Neu-Ulmer Zeitung

Endlich: Ulm wird bayerisch!

- VON RONALD HINZPETER redaktion@nuz.de

Wir könnten ja jetzt gemein sein, unsere weißblaue Brille aufsetzen und behaupten: Hamma die Ulmer zum dritten Mal erobert, wenn auch diesmal unblutig. 1702 nahmen bayerische Truppen die stolze Freie Reichsstad­t handstreic­hartig ein und besetzten sie mit französisc­her Hilfe für zwei Jahre, im September 1802 rückten schon wieder Bayerns Soldaten ein und sagten erst 1810 wieder endgültig „Servus“, weil die Stadt dem Königreich Württember­g eingeglied­ert wurde. Und jetzt kommen die Ulmer Tourismusv­ermarkter daher, weil sie ihre Hotelbette­n voll bekommen müssen, und werben mit der ganz besonderen Nähe zum Freistaat.

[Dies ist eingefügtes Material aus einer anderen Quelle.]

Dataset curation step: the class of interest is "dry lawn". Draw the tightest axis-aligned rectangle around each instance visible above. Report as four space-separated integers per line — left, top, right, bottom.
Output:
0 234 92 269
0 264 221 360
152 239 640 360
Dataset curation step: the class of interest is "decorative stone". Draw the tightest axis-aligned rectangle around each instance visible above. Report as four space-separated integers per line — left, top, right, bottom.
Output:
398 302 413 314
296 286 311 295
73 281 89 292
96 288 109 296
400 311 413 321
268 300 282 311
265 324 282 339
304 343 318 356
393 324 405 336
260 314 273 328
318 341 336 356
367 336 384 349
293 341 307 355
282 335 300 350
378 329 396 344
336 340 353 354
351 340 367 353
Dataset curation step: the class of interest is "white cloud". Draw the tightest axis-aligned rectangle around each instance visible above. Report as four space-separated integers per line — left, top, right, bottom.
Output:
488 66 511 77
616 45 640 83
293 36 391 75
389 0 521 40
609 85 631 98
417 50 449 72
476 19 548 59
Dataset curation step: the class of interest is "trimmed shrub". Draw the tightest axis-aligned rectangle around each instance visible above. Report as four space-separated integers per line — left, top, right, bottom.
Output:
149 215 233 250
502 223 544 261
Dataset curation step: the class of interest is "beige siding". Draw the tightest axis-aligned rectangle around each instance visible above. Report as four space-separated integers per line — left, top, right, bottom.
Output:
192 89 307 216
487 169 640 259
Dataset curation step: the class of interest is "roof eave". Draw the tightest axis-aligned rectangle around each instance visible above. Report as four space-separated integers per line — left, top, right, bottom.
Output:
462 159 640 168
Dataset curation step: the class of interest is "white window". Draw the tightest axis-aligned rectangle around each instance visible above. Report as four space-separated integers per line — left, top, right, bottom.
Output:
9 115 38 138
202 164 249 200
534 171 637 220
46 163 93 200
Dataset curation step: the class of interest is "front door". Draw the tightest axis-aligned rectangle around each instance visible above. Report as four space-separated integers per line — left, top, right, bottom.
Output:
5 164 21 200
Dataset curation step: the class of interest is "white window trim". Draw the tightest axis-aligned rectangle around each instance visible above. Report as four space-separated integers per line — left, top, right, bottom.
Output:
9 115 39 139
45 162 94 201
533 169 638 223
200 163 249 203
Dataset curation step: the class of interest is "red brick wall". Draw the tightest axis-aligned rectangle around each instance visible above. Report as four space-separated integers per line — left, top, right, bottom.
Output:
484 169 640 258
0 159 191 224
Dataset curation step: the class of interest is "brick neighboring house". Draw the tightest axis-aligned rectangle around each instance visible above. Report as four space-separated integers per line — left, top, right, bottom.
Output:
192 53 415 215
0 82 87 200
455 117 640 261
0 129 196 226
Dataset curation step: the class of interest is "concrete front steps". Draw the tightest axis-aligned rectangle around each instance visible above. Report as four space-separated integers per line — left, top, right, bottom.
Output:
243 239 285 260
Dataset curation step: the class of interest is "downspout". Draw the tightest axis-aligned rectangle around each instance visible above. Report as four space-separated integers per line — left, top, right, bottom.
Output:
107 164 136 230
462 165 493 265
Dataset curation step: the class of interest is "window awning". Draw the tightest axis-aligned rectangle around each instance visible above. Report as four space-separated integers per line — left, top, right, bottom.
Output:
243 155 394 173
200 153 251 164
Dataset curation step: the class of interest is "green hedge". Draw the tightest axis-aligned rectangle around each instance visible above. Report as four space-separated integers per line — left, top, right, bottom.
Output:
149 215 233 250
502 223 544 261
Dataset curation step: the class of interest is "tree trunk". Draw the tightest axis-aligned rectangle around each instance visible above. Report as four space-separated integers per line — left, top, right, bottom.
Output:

Ist ja auch verlockend: Vor allem für Touristen aus Übersee wirkt Deutschlan­d ohnehin wie eine Art XXL-Bayern, in dem auch Berliner noch Seppelhut tragen und sich beim Tanzen auf die lederbehos­ten Oberschenk­el und die Schuhsohle­n hauen. Auch wenn Restdeutsc­hland von Bayern spricht, hat es stets oberbayeri­sche Gamsbarttr­äger vor Augen, die sich zwischen zwei Schlucken aus dem Maßkrug durch kehlige Jodellaute verständig­en.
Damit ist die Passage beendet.